Sunday, 9 June 2019
We become so focused on the history of our family members that we don't always look closely enough at the history of the region they lived. If you're guilty of this, then you may be missing out on important clues as to why your ancestor settled in a particular place. This week's 52 Ancestor's prompt is "Namesake", so I decided to look at place name and social history resources.

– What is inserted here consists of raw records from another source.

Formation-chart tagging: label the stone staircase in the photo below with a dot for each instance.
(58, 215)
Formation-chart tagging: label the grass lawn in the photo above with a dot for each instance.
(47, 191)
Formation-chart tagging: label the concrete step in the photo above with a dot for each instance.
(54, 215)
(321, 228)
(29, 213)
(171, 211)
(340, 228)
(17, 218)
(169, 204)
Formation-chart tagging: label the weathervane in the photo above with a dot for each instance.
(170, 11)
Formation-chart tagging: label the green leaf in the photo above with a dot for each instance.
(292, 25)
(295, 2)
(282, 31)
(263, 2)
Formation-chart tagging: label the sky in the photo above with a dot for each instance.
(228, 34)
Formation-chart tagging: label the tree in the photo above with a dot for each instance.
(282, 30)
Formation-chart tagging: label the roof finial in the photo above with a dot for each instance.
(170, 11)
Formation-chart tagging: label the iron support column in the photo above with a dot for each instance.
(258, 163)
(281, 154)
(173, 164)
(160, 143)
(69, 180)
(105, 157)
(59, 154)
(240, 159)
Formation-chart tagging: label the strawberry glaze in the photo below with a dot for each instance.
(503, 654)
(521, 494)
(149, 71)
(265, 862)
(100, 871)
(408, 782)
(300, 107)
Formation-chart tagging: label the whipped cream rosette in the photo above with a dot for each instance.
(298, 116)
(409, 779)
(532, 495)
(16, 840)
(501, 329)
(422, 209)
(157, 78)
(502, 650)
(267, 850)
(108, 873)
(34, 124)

Why look at social histories? These histories give you background on the first settlers of a region. You may even be lucky enough to have your ancestor named. So how does this fit into this week's theme, "Namesake"? Because sometimes looking at the name of a city or town can give you additional insight into those settlers. In some instances, a town may have gone through several name changes. The farther back in your Canadian research you go, knowing possible name and boundary changes becomes more important. For example, the City of Kawartha Lakes in Ontario used to be called Victoria County. Within the City of Kawartha Lakes is a community called Lindsay. It was so named because a surveyor's assistant by the surname of Lindsay died there in 1834 and the new town became named after him. But before that, it was a village called Purdy's Mills. An American family by the last name of Purdy settled there and built a dam, a sawmill, and a grist mill, which the village grew around. Another example is Kitchener, Ontario. Before 1916, it was called Berlin. As you might have guessed, some of the original settlers were of German descent.

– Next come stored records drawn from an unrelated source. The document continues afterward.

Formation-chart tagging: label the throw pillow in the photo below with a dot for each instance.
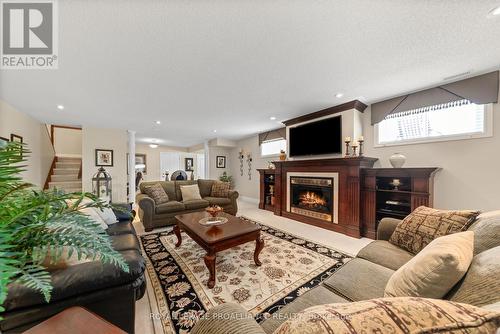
(220, 189)
(190, 192)
(393, 315)
(435, 270)
(425, 224)
(157, 193)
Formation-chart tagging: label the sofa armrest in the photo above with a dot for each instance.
(147, 208)
(227, 318)
(386, 227)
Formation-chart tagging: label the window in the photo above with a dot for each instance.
(272, 147)
(454, 120)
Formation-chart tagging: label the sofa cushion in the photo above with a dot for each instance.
(425, 224)
(434, 270)
(196, 204)
(393, 315)
(481, 284)
(220, 189)
(157, 193)
(386, 254)
(486, 231)
(205, 187)
(172, 206)
(316, 296)
(217, 200)
(359, 279)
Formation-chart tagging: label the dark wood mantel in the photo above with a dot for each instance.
(349, 191)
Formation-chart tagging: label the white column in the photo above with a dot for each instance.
(131, 166)
(207, 159)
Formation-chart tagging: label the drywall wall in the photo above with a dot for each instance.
(67, 142)
(36, 137)
(108, 139)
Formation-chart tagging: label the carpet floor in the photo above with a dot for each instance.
(179, 296)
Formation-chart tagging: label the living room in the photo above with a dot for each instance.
(249, 167)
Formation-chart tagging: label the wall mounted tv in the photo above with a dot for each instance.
(316, 138)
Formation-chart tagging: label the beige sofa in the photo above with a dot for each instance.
(153, 215)
(366, 276)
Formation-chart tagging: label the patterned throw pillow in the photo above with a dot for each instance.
(424, 224)
(393, 315)
(220, 189)
(157, 193)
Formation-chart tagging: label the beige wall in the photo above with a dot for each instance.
(109, 139)
(35, 135)
(68, 142)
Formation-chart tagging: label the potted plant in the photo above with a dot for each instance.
(39, 227)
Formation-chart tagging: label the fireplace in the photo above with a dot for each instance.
(312, 196)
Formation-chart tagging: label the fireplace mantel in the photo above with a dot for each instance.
(349, 190)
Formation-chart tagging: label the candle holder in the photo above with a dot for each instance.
(347, 142)
(361, 141)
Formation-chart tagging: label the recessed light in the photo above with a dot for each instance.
(495, 11)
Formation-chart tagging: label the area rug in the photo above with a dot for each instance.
(178, 293)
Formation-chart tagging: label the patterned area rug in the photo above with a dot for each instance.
(178, 293)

Below are some of the ways to look for place and social histories:
Family Search has a searchable digital library on their website. Type in your place name of interest to see what they have. Use the menu on the left to find the ones that are public access and can be read online.
Peel's Prairie Provinces
Go to their section on books. You can either search by place name, or you can browse their collection. Both can be done by author, title, or subject.

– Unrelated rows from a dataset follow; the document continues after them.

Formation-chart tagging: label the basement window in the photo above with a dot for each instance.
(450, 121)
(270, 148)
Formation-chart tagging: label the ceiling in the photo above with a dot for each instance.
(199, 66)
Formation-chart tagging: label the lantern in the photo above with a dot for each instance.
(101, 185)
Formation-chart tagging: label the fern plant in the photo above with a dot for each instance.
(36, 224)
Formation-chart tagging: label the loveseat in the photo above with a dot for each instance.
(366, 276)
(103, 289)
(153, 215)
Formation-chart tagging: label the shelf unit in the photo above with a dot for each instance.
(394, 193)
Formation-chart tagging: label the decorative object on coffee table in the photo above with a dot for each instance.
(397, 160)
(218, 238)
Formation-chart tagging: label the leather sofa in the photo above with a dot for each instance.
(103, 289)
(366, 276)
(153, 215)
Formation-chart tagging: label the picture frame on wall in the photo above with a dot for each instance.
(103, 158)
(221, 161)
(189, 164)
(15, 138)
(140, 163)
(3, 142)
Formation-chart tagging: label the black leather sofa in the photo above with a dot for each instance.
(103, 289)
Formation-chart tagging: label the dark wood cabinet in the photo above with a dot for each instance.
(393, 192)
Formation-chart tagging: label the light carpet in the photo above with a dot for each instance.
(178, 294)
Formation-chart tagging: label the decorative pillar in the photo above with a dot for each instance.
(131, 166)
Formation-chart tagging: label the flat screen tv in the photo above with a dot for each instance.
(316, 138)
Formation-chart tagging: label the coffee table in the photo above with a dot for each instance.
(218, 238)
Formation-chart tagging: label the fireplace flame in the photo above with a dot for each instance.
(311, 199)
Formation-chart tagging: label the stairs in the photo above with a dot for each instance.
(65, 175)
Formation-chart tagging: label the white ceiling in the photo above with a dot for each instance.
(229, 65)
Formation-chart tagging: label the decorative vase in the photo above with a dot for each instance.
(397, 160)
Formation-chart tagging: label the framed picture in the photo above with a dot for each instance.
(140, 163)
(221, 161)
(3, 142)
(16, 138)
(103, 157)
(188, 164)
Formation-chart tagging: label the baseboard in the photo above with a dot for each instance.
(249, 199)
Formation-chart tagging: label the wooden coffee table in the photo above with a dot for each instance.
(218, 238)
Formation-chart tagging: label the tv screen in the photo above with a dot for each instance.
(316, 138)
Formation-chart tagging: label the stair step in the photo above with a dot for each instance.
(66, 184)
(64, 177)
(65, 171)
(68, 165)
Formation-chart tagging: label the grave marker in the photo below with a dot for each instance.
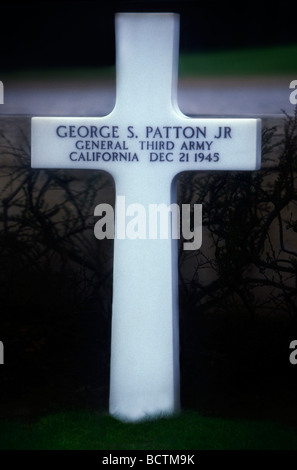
(144, 143)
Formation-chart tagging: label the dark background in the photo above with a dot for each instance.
(81, 33)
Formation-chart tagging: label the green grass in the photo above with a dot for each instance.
(273, 60)
(277, 60)
(85, 431)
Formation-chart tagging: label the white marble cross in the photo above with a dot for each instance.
(144, 143)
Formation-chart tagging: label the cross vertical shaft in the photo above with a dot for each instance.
(144, 377)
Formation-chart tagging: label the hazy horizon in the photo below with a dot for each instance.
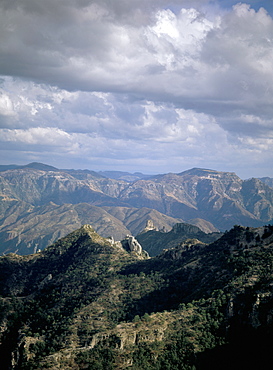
(151, 86)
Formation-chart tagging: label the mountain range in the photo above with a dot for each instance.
(40, 203)
(87, 302)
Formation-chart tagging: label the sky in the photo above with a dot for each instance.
(154, 86)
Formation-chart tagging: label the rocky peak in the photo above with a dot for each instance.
(132, 245)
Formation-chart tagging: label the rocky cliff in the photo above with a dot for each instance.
(86, 302)
(31, 197)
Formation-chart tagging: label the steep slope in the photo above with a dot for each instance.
(87, 303)
(212, 200)
(155, 241)
(135, 219)
(25, 228)
(38, 227)
(218, 197)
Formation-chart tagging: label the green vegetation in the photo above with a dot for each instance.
(86, 304)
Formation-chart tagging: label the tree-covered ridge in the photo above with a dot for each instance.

If you want to own a copy of a place history, check out Global Genealogy. This Canadian site has hundreds of books relating not only place/ social histories, but family genealogies and methodology as well. Options for purchase can include hard copy, CD, or PDF download.
Now good old Wikipedia can steer you wrong sometimes. But it can still be a good resource. What you want to focus on is the source citations at the end of their articles. These can lead you to other sources. Try typing in a place name and see what turns up. You can check out their page List of Canada city name etymologies to get you started.
Among all the thousands of treasures on Canadiana are place and social histories. Type your place in the search engine, then use the menu on the left to narrow down to monographs. When I typed in "Tracadie", I initially got over 3000 hits. By narrowing down to monographs, I was able to find several books on the Tracadie area of New Brunswick.
Instead of searching records, go instead to the card catalogue. Use the menu on the left to narrow your research to find the place histories. There are over 1,500 publications dealing with social and place histories in Canada.
HathiTrust Digital library
If you haven't heard of HathiTrust, you need to look at their website. It is a partnership of research and academic institutions from around the world. Their aim is to digitize books from these libraries and make them available to all.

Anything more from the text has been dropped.